Na faculdade ensinam pra nós que cada povo tem sua maneira de ver e entender e se relacionar com o mundo, e que isso se chama cultura (ué, mas cultura não era aquela televisão que passava coisas “culturais”? …) . Na cultura esquimó há N palavras pra cor branca, pois eles distinguem N tipos diferentes de branco, enquanto nós, brancos ou não, só vemos um brancãozão. O mesmo com índios brasileiros: Y palavras diferentes para tons de verde. E por aí vai, bom assunto pra mesa de bar. Poucos, porém, param pra pensar que isso vale pra todo mundo, incluindo este que vos fala e vós que me ledes (ups, como soa estranho).
Pois é, aí está meu ponto: o tempo passou, o tempo voou e continuamos prisioneiros de alguns vícios de comportamento e de mentalidade que só nos atrapalham. O problema é que falar de ética e moralidade e cultura é algo complicado, sonífero, faz todo mundo abandonar artigo no meio. Mais ou menos como “programas culturais”. Muda aí logo o canal pra videocacetadas! (eu detesto)

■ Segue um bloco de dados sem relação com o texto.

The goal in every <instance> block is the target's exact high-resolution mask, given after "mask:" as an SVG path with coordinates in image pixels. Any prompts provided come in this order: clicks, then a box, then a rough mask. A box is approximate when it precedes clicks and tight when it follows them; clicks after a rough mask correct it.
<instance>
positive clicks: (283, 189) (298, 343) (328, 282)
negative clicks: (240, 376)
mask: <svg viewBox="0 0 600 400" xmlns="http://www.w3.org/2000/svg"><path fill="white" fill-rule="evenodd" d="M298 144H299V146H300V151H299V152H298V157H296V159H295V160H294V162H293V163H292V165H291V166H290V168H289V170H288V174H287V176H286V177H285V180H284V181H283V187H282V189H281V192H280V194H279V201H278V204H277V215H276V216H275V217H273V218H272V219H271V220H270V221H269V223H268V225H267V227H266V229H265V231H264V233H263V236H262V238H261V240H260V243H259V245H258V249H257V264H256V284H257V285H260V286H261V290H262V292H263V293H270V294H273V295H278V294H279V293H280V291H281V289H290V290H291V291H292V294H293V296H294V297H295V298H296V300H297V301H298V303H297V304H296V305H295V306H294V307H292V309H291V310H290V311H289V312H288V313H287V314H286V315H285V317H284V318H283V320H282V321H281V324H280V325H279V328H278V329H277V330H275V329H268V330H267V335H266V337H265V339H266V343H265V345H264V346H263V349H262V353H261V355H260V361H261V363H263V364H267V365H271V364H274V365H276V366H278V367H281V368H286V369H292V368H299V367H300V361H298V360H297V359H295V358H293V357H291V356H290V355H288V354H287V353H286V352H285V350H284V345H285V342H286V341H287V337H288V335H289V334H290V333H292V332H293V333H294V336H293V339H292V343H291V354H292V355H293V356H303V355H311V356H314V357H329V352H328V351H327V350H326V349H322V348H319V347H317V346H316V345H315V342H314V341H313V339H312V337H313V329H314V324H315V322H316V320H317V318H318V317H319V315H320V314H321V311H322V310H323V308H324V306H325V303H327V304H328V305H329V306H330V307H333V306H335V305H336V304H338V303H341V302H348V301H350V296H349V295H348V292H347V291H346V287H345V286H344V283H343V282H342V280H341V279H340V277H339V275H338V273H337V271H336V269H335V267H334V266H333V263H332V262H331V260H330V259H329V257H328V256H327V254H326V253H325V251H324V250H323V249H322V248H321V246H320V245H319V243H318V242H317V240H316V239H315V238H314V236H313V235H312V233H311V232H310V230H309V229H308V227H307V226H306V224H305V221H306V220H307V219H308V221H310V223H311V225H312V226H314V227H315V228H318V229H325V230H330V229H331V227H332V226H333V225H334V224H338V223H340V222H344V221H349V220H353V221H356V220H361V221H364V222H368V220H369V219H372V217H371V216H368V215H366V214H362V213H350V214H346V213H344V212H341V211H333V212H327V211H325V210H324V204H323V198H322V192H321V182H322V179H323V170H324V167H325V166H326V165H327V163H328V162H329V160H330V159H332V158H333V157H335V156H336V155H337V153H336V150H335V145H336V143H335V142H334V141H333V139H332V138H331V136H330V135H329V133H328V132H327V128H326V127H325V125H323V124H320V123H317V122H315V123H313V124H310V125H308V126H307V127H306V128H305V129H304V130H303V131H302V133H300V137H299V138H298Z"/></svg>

Mas, como diriam os melhores infomercials (eu adoro informercials), seus problemas acabaram! Chega de carregar um arsenal de ferramentas e questionamentos e critérios! Leve agora o canivete suíço de todas as incertezas, a silver-tape de todas as dúvidas, a pergunta de UM MILHÃO… de vezes!

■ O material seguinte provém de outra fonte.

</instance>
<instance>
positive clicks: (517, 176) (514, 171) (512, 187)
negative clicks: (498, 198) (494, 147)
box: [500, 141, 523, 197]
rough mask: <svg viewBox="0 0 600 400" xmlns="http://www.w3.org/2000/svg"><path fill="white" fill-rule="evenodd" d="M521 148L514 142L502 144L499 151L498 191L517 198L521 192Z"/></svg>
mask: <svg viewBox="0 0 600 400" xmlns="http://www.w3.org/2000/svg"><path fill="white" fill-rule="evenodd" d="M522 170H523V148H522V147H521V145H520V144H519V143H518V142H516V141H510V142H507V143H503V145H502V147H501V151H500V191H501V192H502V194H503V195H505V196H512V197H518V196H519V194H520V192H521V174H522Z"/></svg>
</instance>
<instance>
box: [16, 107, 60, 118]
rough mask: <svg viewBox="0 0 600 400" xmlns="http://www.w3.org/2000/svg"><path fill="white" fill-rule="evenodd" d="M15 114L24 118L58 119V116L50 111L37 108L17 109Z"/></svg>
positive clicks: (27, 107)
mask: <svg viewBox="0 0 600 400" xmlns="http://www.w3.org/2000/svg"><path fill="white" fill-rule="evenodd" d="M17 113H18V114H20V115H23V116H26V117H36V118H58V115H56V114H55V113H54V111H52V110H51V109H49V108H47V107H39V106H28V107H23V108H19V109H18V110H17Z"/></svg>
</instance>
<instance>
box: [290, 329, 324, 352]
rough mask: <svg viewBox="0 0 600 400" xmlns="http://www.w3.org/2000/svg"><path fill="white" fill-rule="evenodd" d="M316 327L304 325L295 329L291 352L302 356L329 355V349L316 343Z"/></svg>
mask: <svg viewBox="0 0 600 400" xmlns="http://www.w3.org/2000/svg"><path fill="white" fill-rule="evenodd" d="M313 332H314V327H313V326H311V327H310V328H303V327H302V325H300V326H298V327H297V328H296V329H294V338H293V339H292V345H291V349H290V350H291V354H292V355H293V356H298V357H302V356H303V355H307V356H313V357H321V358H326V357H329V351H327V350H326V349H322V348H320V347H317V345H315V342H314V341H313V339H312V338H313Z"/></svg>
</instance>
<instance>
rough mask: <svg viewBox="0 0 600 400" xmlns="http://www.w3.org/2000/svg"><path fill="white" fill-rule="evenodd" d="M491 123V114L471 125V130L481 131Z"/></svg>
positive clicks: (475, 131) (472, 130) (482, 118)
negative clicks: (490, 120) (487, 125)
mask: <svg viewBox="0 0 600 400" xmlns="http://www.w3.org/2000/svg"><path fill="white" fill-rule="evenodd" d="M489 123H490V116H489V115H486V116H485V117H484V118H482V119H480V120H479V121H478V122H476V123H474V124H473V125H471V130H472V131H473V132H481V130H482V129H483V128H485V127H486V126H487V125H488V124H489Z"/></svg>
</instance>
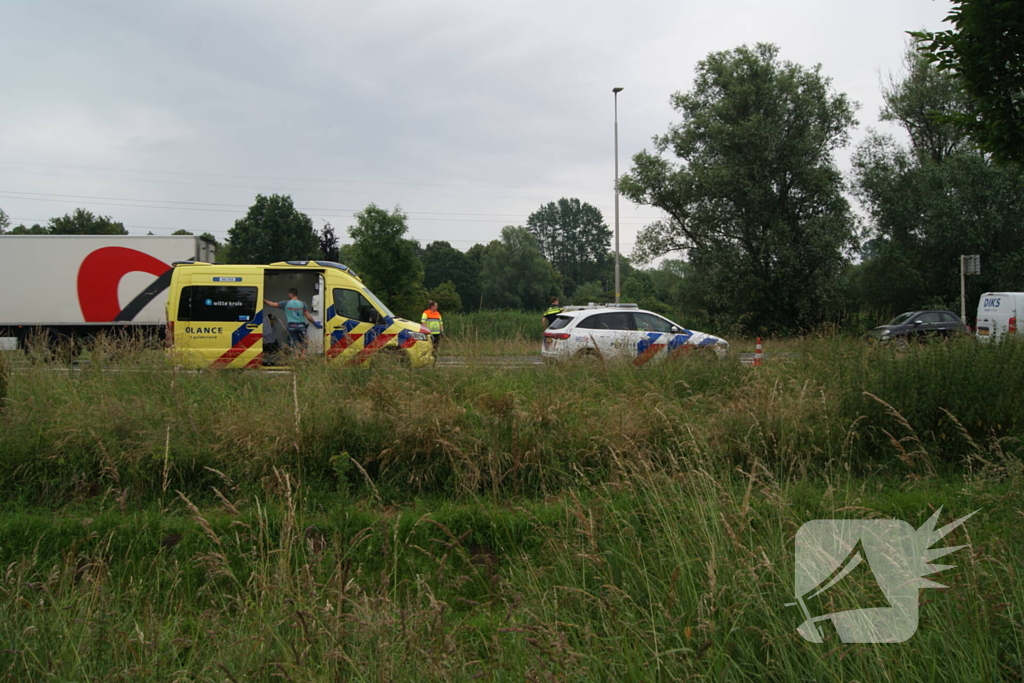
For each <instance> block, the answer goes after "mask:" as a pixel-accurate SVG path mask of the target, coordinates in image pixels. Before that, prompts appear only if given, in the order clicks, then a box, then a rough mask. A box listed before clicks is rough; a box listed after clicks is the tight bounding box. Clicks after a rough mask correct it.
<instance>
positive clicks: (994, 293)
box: [975, 292, 1024, 341]
mask: <svg viewBox="0 0 1024 683" xmlns="http://www.w3.org/2000/svg"><path fill="white" fill-rule="evenodd" d="M1021 314H1024V292H985V293H984V294H982V295H981V298H980V299H979V300H978V323H977V325H976V326H975V327H976V332H975V336H977V338H978V339H980V340H981V341H988V340H989V339H993V340H994V339H999V337H1001V336H1002V335H1006V334H1010V335H1016V334H1020V332H1021V329H1020V327H1018V323H1017V317H1018V316H1019V315H1021Z"/></svg>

A pergunta é: e se isso for feito um milhão de vezes?
Pronto. Taí a pergunta de um milhão de dólares. Ou um bilhão. Ou de 150 milhões de pessoas. Ou de um bilhão de internautas. E se isso for feito um zilhão de vezes?

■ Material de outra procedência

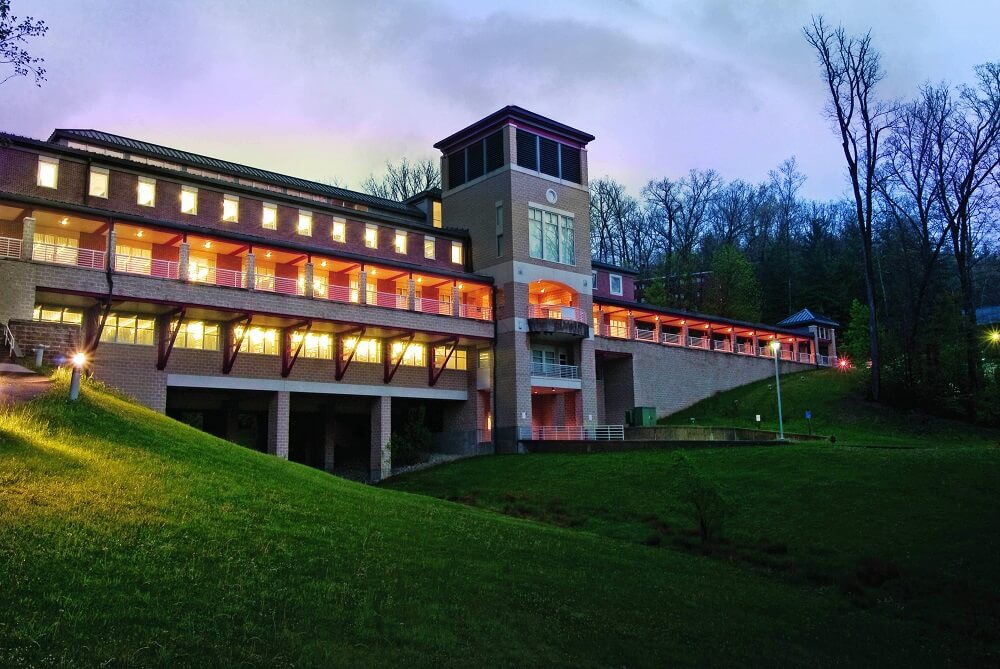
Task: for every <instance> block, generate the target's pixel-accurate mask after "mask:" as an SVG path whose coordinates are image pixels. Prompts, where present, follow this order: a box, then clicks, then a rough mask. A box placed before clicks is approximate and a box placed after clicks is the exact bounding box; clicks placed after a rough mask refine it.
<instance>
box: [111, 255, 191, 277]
mask: <svg viewBox="0 0 1000 669" xmlns="http://www.w3.org/2000/svg"><path fill="white" fill-rule="evenodd" d="M179 269H180V264H179V263H178V262H177V261H176V260H160V259H158V258H137V257H136V256H129V255H125V254H122V253H116V254H115V271H116V272H122V273H124V274H144V275H146V276H155V277H156V278H158V279H176V278H177V277H178V276H179Z"/></svg>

Você, por pressa, vai acochambrar um código? Você, por preguiça, vai publicar um site com um formulário mal elaborado? Você, por comodismo, jogou no colo do usuário final uma solução chata de usar, intrincada e mal-acabada? Que mal há nisso, afinal? É uma vezinha só, não é?
Não. Não é.
Essa decisão meio vergonhosa, aquele “deixa-quieto” que você não gostaria de assumir em público, esse “é só desta vez” que você imagina que ninguém vai perceber vai ser repetido e repetido e repetido e usado e usado e reusado milhões de vezes por zilhões de pessoas. E em cada uma dessas vezes elas vão xingar você.
Pense sempre: isso vai ser repetido um milhão de vezes. User-experience ruim elevada a enésima impotência.
Pense nisso ao fazer design, ao fazer código, ao bolar a experiência do usuário, na hora de comprar software, antes de piratear, antes de mandar emails, antes de postar no blog… Como seria o mundo se isso que você está prestes a fazer fosse repetido um milhão, um bilhão de vezes por todo o mundo?
Um milhão de bytes é um megabyte. Um milhão de usuários é um milhão de pessoas como eu e você, com nome e sobrenome.
(Para algumas perguntas dessas nem precisa imaginar muito: é só olhar em torno, é só ligar a tevê, é só pensar em Brasília… “Cultura”de uma nação dá nisso, nossa miséria vem daquilo que é feito por todos um milhão de vezes e ninguém nem percebe mais)
Aliás… acaba de me ocorrer uma tese: se você quer saber onde se escondem seus vícios ocultos, é só reconhecer onde você anda em círculos e pronto, a mania está lá no centro, num ponto eqüidistante de todas as decisões meia-boca.
Eu sei que muitos dos nossos vícios culturais e profissionais são parte de nós, foram passados de pai pra filho com muito empenho, que a gente até acha graça em algumas das nossas “espertezas”. Eu também me apego a algumas manias, assim como me apego a um Belchior imaginário. Mas, citando o bardo,
O presente, o corpo, a mente é diferente e o passado é uma roupa que não nos serve mais.